Peter Drucker’s Little Red Book for the General Manager1 min read

Peter Drucker's The Effective ExecutivePeter Drucker’s The Effective Executive was first published in 1967 and has been in print ever since. I first read it during the 1980s. When I began to coach general managers and owners of small businesses I re-read it with a fresh perspective.

The Effective Executive continues to be a book that I return to for its little pearls of wisdom. Once you get over the now obscure examples from WWII and the 1950s and its dated language (e.g., the pronoun “she” never appears), it remains  a most useful and continuously provocative statement of the tasks of the general manager.

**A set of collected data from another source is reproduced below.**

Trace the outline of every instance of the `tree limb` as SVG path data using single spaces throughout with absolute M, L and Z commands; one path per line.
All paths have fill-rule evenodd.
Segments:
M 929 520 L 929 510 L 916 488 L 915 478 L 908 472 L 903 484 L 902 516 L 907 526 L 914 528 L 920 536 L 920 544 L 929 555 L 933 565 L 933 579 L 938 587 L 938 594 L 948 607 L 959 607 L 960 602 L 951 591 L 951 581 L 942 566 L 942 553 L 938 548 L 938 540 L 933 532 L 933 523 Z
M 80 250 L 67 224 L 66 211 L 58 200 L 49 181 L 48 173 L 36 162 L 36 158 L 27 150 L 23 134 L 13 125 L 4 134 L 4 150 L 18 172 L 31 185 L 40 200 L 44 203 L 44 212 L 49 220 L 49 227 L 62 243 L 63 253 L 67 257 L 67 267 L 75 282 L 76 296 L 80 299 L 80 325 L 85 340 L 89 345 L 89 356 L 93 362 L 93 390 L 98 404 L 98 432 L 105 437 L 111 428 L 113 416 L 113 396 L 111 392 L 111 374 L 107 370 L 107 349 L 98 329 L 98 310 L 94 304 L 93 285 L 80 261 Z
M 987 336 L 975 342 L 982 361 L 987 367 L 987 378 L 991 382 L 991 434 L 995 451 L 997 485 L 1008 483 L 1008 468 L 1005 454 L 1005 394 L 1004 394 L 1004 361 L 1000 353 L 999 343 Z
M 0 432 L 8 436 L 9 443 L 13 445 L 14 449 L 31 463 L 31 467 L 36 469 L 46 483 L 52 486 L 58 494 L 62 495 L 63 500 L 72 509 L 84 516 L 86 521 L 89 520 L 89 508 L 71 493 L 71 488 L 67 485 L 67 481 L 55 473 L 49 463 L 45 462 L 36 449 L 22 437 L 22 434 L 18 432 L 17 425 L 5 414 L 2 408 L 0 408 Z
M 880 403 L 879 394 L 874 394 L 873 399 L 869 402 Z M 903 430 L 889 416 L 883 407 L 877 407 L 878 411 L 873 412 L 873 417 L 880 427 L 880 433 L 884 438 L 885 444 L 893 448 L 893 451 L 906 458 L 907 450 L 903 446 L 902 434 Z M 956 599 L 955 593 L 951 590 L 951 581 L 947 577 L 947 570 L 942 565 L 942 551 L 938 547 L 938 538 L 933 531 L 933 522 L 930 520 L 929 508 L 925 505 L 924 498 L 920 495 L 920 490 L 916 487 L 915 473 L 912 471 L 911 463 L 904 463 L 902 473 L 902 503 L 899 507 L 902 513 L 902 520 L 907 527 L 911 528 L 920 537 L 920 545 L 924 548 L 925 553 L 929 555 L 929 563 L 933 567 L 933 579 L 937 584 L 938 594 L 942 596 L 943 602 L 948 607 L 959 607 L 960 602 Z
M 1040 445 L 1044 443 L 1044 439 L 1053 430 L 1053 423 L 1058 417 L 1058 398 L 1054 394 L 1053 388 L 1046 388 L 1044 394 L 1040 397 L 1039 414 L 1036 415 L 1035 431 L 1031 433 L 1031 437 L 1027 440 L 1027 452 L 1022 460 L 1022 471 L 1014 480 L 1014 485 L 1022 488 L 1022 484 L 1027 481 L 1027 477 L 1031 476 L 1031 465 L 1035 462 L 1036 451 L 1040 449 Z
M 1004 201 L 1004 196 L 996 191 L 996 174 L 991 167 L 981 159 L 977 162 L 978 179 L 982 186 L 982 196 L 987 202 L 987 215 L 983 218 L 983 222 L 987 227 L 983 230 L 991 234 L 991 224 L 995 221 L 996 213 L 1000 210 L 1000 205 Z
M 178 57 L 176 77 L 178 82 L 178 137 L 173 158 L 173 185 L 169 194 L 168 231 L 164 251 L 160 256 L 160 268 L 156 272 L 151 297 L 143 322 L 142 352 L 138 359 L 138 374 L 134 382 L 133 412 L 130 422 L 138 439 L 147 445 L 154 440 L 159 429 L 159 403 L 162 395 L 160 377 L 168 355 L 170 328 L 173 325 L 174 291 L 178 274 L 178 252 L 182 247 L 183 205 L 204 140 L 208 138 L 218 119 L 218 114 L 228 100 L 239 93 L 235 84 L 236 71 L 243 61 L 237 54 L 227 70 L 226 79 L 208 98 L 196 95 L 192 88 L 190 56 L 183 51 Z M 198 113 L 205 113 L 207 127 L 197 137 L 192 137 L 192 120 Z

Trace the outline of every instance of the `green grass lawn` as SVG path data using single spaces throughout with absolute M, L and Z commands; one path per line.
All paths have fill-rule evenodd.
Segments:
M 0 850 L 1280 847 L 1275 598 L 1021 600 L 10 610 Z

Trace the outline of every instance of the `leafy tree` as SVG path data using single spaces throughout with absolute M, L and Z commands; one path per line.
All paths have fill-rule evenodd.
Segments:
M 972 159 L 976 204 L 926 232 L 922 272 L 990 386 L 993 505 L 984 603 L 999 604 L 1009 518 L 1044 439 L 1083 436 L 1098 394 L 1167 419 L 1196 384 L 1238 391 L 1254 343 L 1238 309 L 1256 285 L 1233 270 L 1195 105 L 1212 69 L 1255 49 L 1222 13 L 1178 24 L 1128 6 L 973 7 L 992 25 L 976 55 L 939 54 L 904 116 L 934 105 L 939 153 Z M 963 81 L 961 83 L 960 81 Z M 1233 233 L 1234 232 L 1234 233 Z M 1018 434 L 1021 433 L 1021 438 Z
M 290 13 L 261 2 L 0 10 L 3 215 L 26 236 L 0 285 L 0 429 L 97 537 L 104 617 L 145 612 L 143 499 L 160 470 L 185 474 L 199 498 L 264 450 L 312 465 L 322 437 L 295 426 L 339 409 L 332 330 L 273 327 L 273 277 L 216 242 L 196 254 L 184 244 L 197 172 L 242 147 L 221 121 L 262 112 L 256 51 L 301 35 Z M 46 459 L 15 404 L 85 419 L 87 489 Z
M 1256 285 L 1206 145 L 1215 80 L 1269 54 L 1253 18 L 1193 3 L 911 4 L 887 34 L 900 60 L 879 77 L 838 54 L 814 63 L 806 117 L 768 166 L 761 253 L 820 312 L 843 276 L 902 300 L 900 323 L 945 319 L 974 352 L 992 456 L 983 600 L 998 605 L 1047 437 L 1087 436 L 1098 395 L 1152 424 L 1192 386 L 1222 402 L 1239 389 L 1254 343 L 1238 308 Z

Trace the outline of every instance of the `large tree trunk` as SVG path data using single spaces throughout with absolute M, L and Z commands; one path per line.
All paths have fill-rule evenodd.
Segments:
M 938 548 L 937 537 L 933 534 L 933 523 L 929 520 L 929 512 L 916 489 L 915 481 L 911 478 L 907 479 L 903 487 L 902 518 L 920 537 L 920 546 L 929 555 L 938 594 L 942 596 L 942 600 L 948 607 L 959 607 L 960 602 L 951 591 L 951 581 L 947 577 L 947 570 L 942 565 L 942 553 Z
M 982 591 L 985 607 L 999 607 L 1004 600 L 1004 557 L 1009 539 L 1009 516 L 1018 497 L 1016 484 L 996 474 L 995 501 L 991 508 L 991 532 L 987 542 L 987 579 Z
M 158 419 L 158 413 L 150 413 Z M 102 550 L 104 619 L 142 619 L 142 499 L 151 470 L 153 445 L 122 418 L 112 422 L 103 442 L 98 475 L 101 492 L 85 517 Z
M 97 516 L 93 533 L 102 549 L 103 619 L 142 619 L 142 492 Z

Here are a few quotes for illustration.

  • “In every area of effectiveness within an organization, one feeds the opportunities and starves the problems.”
  • “…the more an executive works at making strengths productive, the more he will become conscious of the need to concentrate human strengths available to him on major opportunities. This is the only way to get results.”
  • “No one has much difficulty getting rid of the total failures. They liquidate themselves. Yesterday’s successes, however, always linger on long beyond their productive life. Even more dangerous are the activities which should do well and which, for some reason or other, do not produce. These tend to become… “investments in managerial ego” and sacred.”
  • “Systematic sloughing off of the old is the one and only way to force the new.”
  • “…no decision has been made unless carrying it out in specific steps has become someone’s work assignment and responsibility. Until then, there are only good intentions.”
Find this little book (183 pages long), read it. You will be enriched.